Comments on Comments

We have been getting comments from several people, most consistently from Richard and Ophelia, and we want to say how much we appreciate them. I haven't figured out a quick way to answer them yet (or post them where they can be easily seen) but, if I did, I would say that, for me, the comments are the best part.

Winging it like this, we sometimes feel pretty isolated. Everytime we walk down the street, any street, every street; we are being hustled. For trinkets, for tours, by guides (or pseudo guide), for watches, for the the best Chinese restaurant, by "students" who want to learn English and will show us a good place to shop. Yesterday we got hustled by a couple of real pros. They were a young couple on vacation who asked us to take their picture (the problem is that this happens alot and is usually legit). They were here to see a Chinese Tea Festival which sounded like a good place to get some pics, so we went along. Two wasted hours and some very expensive, but delicious, tea later, we got out. It definitely put a damper on our first afternoon in Shanghai. So coming back to the room and seeing comments from a friend is a real spirit lifter.

Richard commented that China is like the 19th century industrialists/western expansion zealots but with 20th century technology and that is exactly what I keep thinking. Without the robber barons of the 1880's trying to make money off of hotels and railroads, we wouldn't have Yellowstone or Yosemite. A huge amount of damage was done by the exploitation of the west but much of the result was good. There is an audacity of taking on the future in China that is exciting and admirable. We look down on the railway station from our room (on the 22nd floor, the highest I have ever stayed in a hotel – and it is a Holiday Inn Express!) and see gleaming white electric high-speed trains. Why can't we do that in the good ol' US? We see new buildings everywhere with huge Bladerunner jumbotrons (gigatrons?) on the sides.
Lunch-kitchen
Hong Kong and Shanghai have great subways that go within a few blocks of every where. There is an adventurousness and boldness, an old-west no rules rashness that is very exciting.

-Steve

In response to Richard's question: "What is about the food you've had elsewhere that separates it form true local cuisine?" there are several things.

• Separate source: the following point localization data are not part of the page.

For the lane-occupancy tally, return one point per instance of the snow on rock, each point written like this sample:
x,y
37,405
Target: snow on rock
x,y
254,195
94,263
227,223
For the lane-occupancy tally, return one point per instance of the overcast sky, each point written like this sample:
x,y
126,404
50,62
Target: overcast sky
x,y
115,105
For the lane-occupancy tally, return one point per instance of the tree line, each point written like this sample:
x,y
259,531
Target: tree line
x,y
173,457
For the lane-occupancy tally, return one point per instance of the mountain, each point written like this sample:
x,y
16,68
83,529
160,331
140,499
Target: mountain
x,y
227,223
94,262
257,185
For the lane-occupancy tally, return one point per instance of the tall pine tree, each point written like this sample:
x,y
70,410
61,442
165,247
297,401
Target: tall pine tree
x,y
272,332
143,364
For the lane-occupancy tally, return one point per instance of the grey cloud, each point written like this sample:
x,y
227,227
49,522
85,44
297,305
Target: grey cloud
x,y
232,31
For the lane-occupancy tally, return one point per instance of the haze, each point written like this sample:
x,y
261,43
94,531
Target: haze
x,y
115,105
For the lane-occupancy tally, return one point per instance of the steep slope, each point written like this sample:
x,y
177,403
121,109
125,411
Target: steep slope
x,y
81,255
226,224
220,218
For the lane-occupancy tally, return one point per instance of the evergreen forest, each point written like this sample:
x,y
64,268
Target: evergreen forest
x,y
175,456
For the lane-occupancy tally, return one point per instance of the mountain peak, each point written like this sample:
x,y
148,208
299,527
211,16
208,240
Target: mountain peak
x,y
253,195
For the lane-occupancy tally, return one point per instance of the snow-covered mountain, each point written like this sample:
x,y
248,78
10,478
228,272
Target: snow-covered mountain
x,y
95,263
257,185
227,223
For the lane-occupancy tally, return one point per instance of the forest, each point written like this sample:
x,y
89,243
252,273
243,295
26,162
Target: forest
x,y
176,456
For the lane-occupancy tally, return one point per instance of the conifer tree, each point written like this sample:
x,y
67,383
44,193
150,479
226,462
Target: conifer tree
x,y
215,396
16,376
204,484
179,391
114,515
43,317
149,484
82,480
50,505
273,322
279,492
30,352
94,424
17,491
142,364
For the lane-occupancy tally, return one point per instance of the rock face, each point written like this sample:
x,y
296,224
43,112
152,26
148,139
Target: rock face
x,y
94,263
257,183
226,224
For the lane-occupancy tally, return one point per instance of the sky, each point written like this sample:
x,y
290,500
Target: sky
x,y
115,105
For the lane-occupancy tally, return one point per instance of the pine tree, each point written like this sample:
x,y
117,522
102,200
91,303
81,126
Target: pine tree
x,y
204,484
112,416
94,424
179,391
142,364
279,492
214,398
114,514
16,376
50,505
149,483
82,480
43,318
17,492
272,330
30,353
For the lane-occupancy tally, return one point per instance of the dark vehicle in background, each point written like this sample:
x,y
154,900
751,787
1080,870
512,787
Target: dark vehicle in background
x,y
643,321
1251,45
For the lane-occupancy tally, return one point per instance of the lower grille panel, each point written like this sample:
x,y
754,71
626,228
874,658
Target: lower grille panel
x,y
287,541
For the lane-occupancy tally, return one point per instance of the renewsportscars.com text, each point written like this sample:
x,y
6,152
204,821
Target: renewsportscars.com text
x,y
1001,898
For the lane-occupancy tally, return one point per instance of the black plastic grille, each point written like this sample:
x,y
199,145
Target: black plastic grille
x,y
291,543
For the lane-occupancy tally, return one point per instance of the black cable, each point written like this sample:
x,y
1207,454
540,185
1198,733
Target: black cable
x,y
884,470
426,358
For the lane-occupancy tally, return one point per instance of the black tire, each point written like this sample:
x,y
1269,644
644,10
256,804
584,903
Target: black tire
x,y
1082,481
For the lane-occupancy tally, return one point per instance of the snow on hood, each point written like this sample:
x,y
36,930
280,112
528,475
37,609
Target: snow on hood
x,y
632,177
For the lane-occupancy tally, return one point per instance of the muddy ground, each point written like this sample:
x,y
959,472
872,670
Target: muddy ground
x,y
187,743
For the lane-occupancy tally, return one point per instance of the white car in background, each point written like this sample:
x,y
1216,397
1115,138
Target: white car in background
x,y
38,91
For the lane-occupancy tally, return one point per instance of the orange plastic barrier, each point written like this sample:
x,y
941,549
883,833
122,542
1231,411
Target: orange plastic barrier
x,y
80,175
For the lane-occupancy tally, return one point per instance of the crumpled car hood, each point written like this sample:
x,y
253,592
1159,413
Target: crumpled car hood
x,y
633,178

  1. Many of the places where we have eaten have large menus that include items from various regions. This is especially true of the restaurants with English language menus, which are obviously geared toward tourists, but also the restaurant where we ate last night here in Shanghai had a section on it's menu for Cantonese barbecue, in addition to a number of Sushi items. 
  2. It frequently seems like the English menu is not always the same as the local menu. In an extreme case of this, when we had dinner at the hotel in Zhangjiajie, they brought us an English menu that did not include any of the items we saw others eating around us. And when we tried to order off this menu, the only thing that they had was the bottle of wine, the one thing we expected them to tell us they didn't have. All the food dishes we ordered were not available. After the first two waitresses got tired of running back and forth to the kitchen, finally a boy from the kitchen staff came out and we would point to things and he would shake his head, until we finally found something he could make. This obviously was not their regular menu.
  3. When we don't have an English menu available, we have been getting by with a mixture someone with limited English helping out and pointing to items on the menus I brought with me from home. I didn't think to bring a menu from each region, so when all else fails, we eat Kung Pao Chicken and green vegetables with mushrooms. Everyone seems to be able to make that.
  4. This menu was very limited. He only had the local ingredients like smoked ham and cabbage, and the chicken he may have just killed out back for us, to work with. And we had someone to explain to us what these options were so we could work out a menu that really worked for us (which really means we avoided the "chicken stomach."

-Michele

2 thoughts on “Comments on Comments

  1. We were hustled alot in India…alot. Glad to hear you were able to depart from that couple without any damage. I’ve read horror stories about travelers being accosted and kidnapped for ransom and it often starts by being asked to take a picture of a couple, they start up a conversation…heads up.
    M – when we see you in June we hope to experience some of your newly found cooking skills. The food looks great.
    XOXO

  2. I was shaken by just the standard commercial hustling in Africa and I suspect there was much less of it than you’ve had. It made me realize (somewhat uncomfortably) how much comfort I take in how orderly we are here. We have hustling, we just make it all rarified either in fancy fashion ads, e-mail scams, or esoteric financial instruments. Thinking back on history as told by Dickens and Homer hustling seems to be a core part of the human condition. Bravo for jumping in to the fray for that watch!
    I second Ophelia’s comment about experiencing the cooking -instead of a slide show you can give us a culinary tour with tastes from each region you visited!